Creo que es eso lo que está haciendo Bergoglio. Ha comenzado a
vaciar las estructuras de la Curia romana para poder llenarla luego con quienes
le son fieles. Mantendrá las estructuras, pero cambiará la fe.
b. El vaciamiento de la Congregación para la Doctrina de la Fe no es un hecho menor.En la actual estructura de la Iglesia es el único organismo que tiene cierta autoridad para ponerle límites al Papa. De hecho, todos los documentos que éste escribe deben pasar por la Congregación que le señala errores, ambigüedades, etc. y le sugiere cambios (que Bergoglio nunca acepta).

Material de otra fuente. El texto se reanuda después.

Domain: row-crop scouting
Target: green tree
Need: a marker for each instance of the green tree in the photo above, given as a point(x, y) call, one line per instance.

El cardenal prefecto tiene autoridad para frenarlo o, al menos, para expresar públicamente la enseñanza de la verdadera fe para que pueda ser contrastada con las falsedades que nos quiere imponer Francisco. Si ese dicasterio se vacía y se puebla de seguidores del actual pontífice, ya nadie podrá cumplir esa misión con autoridad. Serán, en todo caso, opiniones de "cardenales ultracatólicos" o de "cardenales rebeldes", pero no más que eso.
Insisto, entonces, en la enorme gravedad que implica lo que está
ocurriendo en la Curia Romana. En una organización tan profundamente
centralizada como es la Iglesia católica, los cambios en el centro del poder
repercutirán rápidamente en todo el mundo, sobre todo si tenemos en cuenta la
cobardía y doblez de los obispos.
Esto me lleva a plantear dos escolios:
1. Frente a todo esto, nada puede hacerse. El papado, tal como se fue
construyendo en la iglesia latina a partir del segundo milenio, terminó
por crear un monstruo inmanejable: Francisco. Ya hemos insistido en
numerosas ocasiones en este hecho, pero las consecuencias son cada vez más
claras y cada vez las padecemos más. Frente al poder omnímodo y absoluto de
Bergoglio nada puede hacerse. Nadie puede oponerse. Lo único que cabe esperar
es el día en que el Señor se acuerde de él, o bien, que alguna bondadosa
monjita le acerque una tisana fortificada, como en los buenos tiempos de los
Borgias.
2. Cuidémonos de ser demasiado ingenuos con respecto a la red de
espionaje montada por Bergoglio. Hay un antecedente cercano: el Sodalitium
pianum, una sociedad secreta fundada en 1906 y dedicada a espiar a
sacerdotes, obispos y cardenales para descubrir a los modernistas que se
alojaban dentro de la Iglesia. Esta organización fue aprobada y financiada por
el papa San Pío X (de allí su nombre) y disuelta por Benedicto XV. Ningún
tipo desodalitium es aceptable, ni el pianum ni
el franciscanum. El fin no justifica los medios.